Dr. Jon Roberts has been with Driscoll for seven years. He completed his general pediatrics residency at Winthrop University Hospital in New York. Roberts said that of the children each pulmonologist sees per day, most of their patients suffer from asthma. What he is most proud of, however, is the work he and his colleagues have been able to do with patients diagnosed with cystic fibrosis. Cystic fibrosis is a chronic, genetic disease that causes the body to make thick mucus that can clog the lungs and lead to severe infections. It may also block the pancreas and keep natural enzymes from helping the body digest and absorb food. The disease currently has no cure, shortens the lifespan, and poorly affects quality of life. In 2015, Driscoll was approved for accreditation by the Cystic Fibrosis Foundation as a nationally recognized affiliate cystic fibrosis center.
“Before that, the closest place for a child to get treatment was San Antonio,” Dr. Roberts said. “It was a great team effort to come together and show everyone that we had what it took to be an accredited center. We’re up to 50 patients now. It’s a source of pride for us.”
During his career, Dr. Roberts said that big breakthroughs are coming for cystic fibrosis patients, which include new medications (the latest is called Symdeko) that are treating the genetic cause of the disease. In the past, treatment has only focused on dealing with the effects of the disease, like pneumonia and poor digestion.
“With these new medicines, we’re saying, ‘Maybe we can go to the source and prevent the effects of CF before they happen,’ ” Dr. Roberts said. “The medicines aren’t quite there yet, but the newer ones have been coming out like crazy. This is exciting for us because it gives us the opportunity to offer medicines that we weren’t able to before. We’re still learning about them, but it’s a new wave of discovery.”
Dr. Roberts said the most fulfilling part of his job is working with kids. With kids, you can “let loose” a bit more and have fun.
“At the same time, you’re helping them or curing them or making them feel better,” Dr. Roberts said. “These are relationships we’re going to have for potentially 18 to 20 years. We really get to know these kids. Children are fragile, but they’re not as fragile as you think.”
Pillars of Support
After eight years at Driscoll, Dr. Paul Nolan can sum up why his time at the hospital has been a positive experience in one word: support.
“Driscoll knows how important it is to support the community,” Dr. Nolan said. “They know that physicians are needed in the community and they provide that support. It’s outstanding.”
Driscoll doesn’t limit its patients to just Corpus Christi or South Texas. Dr. Nolan said he sees patients as far north as La Grange and as far south as the Mexican border. One young woman who has cystic fibrosis came to Driscoll, all the way from Mexico, because she wasn’t getting the care she needed in her home country.
“This girl was literally dying when she came to see us four years ago,” Dr. Nolan said. “We got her on the therapies and medications she needed, and her lung function started improving. It’s very reassuring to see kids like her thrive. It’s what I love to do – help children who can’t breathe – breathe.”
For Dr. Nolan, who finished his residency at St. Joseph Mercy Hospital and the University of Michigan’s Mott Children’s Hospital, support also comes in the form of his colleagues, Dr. Roberts and Dr. Encalada, the latter of whom Dr. Nolan helped mentor when he was a resident and encouraged him to go into pulmonary medicine.

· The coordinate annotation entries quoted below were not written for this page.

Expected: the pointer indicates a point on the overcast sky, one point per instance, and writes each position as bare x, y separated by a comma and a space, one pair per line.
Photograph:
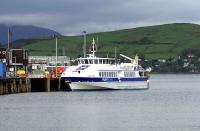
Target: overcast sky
71, 17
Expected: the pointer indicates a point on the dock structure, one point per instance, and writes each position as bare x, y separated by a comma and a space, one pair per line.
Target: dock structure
22, 85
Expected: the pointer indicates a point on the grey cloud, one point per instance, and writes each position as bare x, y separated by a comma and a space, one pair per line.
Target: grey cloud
73, 16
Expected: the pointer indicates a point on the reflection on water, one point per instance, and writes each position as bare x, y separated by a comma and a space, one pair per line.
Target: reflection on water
171, 103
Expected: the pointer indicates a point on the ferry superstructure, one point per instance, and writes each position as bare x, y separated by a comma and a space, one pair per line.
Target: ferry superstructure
94, 73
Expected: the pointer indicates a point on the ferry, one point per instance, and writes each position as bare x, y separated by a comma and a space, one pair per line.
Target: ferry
94, 73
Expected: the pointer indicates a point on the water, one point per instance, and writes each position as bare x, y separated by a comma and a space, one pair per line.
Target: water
171, 104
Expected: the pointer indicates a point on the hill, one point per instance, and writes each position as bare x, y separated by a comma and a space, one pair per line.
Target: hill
153, 42
24, 32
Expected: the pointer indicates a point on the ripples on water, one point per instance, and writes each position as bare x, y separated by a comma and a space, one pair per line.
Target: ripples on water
171, 104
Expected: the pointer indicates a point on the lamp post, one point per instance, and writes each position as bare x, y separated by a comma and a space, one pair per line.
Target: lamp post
84, 46
15, 65
56, 54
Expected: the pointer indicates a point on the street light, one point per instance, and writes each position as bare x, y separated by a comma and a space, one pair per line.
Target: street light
15, 65
56, 55
84, 46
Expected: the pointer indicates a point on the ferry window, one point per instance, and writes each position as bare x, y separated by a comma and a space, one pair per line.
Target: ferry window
95, 61
109, 74
100, 74
90, 62
100, 61
86, 61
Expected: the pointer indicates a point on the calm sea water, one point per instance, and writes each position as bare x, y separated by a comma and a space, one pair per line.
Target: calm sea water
171, 104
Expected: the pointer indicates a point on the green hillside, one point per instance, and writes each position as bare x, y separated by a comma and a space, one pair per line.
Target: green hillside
162, 41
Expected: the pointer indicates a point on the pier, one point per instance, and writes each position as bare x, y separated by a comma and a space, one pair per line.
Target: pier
23, 85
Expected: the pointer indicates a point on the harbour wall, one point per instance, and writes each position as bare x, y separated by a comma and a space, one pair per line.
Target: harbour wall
22, 85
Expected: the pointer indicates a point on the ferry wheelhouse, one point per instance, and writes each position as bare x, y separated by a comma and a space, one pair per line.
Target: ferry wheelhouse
94, 73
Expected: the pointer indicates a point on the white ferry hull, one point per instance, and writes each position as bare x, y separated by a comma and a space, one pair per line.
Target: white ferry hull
136, 85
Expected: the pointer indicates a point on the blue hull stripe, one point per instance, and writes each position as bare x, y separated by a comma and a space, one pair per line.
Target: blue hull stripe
97, 79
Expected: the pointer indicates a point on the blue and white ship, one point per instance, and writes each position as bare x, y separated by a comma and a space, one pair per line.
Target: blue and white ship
93, 73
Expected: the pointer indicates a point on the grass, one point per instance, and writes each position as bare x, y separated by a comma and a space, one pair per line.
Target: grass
165, 41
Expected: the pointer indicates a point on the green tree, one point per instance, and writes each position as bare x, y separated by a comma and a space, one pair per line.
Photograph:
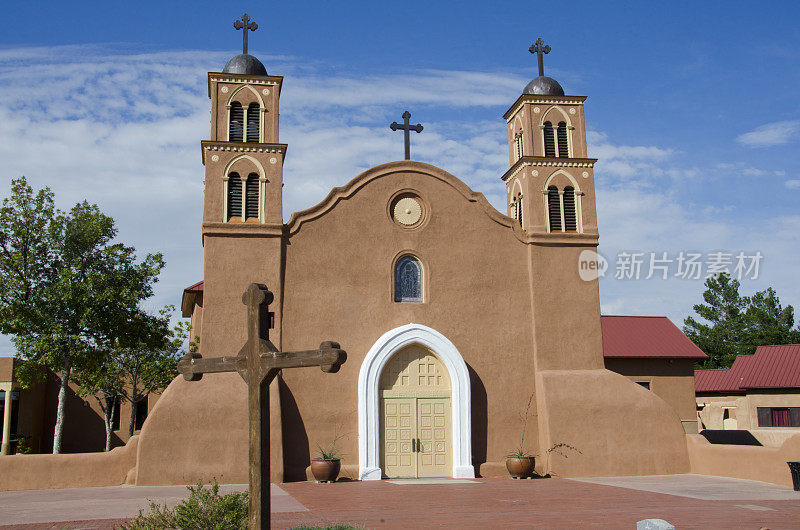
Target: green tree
737, 324
147, 357
66, 287
767, 322
724, 308
102, 381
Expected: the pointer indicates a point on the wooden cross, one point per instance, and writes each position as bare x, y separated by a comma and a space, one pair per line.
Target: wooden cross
245, 25
539, 48
406, 129
258, 362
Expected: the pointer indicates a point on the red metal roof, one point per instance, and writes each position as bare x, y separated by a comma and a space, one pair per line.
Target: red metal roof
724, 380
196, 288
774, 367
634, 337
714, 380
188, 298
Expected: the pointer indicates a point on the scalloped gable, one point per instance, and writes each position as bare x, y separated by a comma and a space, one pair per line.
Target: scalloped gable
348, 190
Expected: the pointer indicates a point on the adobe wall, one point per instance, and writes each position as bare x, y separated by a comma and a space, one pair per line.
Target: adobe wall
24, 472
84, 426
619, 427
339, 265
199, 432
766, 464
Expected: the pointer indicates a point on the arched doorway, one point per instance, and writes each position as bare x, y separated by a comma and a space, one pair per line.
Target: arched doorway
415, 426
370, 423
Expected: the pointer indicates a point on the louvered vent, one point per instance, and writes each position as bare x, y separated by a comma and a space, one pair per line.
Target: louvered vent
563, 146
554, 208
234, 196
237, 122
253, 112
549, 140
570, 217
251, 196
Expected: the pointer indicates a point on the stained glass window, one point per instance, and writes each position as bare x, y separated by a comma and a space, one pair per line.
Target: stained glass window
408, 280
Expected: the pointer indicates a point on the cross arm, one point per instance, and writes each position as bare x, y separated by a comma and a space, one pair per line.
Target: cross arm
329, 357
193, 366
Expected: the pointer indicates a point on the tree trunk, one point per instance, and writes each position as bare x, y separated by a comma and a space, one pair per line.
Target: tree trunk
62, 400
132, 423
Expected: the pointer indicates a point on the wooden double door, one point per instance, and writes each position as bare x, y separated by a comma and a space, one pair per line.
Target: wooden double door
416, 429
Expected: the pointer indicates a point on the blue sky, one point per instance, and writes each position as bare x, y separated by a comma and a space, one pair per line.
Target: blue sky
692, 112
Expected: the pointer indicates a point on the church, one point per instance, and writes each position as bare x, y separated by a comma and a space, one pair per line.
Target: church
465, 327
469, 332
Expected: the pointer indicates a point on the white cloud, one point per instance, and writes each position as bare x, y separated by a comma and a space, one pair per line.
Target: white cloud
776, 133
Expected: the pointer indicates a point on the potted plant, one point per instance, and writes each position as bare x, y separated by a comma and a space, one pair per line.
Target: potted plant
519, 462
326, 466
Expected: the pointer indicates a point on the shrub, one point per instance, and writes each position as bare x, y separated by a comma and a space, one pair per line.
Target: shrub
205, 509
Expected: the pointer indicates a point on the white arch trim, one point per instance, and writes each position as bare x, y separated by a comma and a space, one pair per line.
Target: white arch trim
368, 399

“We all get along great and have great confidence in each other,” Dr. Nolan said. “We’re a very cohesive group.”
That reliability within the team is essential, Dr. Nolan said, since the physicians at Driscoll always try to stay in the forefront with what he refers to as “evidence-based medicine.” It’s an approach to medicine that Dr. Nolan teaches his residents, the next generation of pediatricians (and potentially pediatric pulmonologists) who come through the doors at Driscoll.
“What I’m doing now is not what I was doing 32 years ago,” Dr. Nolan said. “It’s so important that we always stay on top of what might be coming down the pike.”